新型「レヴォーグ」に搭載される新世代「アイサイトX」、進化した運転支援機能を試した

新型「レヴォーグ」に搭載される新世代「アイサイトX」に試乗

 スバルの誇るADAS(先進運転支援システム)「アイサイト」が次世代型へと進化、新型レヴォーグに搭載された。「アイサイトX」を名乗る新しいADASは、従来型アイサイト(アイサイトセーフティプラス)時代から活躍しているステレオカメラ(複眼光学式カメラ)/車両後部の超音波ソナー/車両後部左右のミリ波レーダーに加えて、新たに車両前部の左右にミリ波レーダー(マルチモード対応の77GHzか?)を搭載、後述するセンサーやデバイスとともにドライバーへと提供するアシスト技術を増やした。加えて、これまで数回にわたり広角化されたステレオカメラだが、アイサイトXではさらに広角化、より幅広く認識できるようになった。
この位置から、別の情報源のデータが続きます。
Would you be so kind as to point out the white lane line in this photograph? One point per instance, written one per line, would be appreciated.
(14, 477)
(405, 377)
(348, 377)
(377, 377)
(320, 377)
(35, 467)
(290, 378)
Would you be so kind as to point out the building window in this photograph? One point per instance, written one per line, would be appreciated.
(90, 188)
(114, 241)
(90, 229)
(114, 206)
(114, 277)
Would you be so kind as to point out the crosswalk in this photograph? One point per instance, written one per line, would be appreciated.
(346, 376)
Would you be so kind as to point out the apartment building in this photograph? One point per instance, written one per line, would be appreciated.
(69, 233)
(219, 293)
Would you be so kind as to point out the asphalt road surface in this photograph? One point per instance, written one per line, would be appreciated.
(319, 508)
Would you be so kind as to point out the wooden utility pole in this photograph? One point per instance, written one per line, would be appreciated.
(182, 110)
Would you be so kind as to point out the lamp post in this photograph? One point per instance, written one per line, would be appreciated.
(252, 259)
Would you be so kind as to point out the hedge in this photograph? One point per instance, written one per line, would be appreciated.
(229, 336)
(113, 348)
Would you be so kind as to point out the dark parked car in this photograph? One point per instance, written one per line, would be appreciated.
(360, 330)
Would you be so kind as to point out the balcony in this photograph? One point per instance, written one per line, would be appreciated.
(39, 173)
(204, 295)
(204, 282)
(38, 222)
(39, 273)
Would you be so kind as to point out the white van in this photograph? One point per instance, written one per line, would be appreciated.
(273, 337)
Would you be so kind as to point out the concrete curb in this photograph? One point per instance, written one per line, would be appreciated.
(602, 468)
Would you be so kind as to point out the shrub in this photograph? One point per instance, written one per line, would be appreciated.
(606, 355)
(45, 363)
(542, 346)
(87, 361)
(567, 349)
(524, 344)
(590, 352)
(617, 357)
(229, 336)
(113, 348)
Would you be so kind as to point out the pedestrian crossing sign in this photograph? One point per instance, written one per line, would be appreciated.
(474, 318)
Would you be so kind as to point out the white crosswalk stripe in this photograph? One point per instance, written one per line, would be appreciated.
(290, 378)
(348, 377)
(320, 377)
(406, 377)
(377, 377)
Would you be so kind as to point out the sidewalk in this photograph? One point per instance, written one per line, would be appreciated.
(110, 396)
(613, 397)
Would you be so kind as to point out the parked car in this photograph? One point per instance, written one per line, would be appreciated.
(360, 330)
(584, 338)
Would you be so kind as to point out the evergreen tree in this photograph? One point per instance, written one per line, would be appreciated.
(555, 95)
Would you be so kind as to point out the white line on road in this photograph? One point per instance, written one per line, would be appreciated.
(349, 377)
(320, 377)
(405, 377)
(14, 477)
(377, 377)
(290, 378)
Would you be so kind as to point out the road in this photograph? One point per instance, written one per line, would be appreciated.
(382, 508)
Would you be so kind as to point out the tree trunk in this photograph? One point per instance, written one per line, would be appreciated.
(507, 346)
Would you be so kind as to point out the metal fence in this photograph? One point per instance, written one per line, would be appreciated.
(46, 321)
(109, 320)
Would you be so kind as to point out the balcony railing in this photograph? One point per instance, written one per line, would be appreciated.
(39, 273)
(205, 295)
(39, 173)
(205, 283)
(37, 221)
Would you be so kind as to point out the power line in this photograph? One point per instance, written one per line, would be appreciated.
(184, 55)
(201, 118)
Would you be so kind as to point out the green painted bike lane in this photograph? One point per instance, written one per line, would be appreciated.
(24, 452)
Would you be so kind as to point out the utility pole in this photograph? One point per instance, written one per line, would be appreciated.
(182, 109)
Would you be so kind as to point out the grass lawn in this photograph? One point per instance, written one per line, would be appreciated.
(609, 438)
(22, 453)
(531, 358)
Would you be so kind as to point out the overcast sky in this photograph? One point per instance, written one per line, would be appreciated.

 一般的にこうしたADASでは、センサーが対象物を認識する「見る(See)」、システムが状況を捉える「考える(Think)」、クルマが制御を行なう「行動する(Act)」の3点が重要であり、ADASの先に位置する高度な自動運転技術であってもそれは同じだ。

広角化などにより進化した「アイサイトX」

 アイサイトXでは「見る(See)」領域を拡げるため、ステレオカメラの広角化のほかに、「3D高精度地図ユニット」を新規採用。三菱電機と共同で開発した高精度地図ユニットだが、三菱電機としてはA/2018年度に4機体制となって高精度での測位ができるようになった準天頂衛星(内閣府宇宙戦略室のもとで開発中)、B/センチメータ級高精度測位端末、C/高精度3次元地図、このA~Cで構成されるシステムを独自に開発。この先、自動運転技術への適応のほか、鉄道、IT農業、情報化施工(ICTを活用した高効率な施工)分野への応用も行なっていくという。

「考える(Think)」領域も大きく進化した。ステレオカメラ/前後4個のミリ波レーダー/車体後部の超音波ソナーなどからの情報を、瞬時に、そしてあらゆる角度から演算する能力を大幅に高めている。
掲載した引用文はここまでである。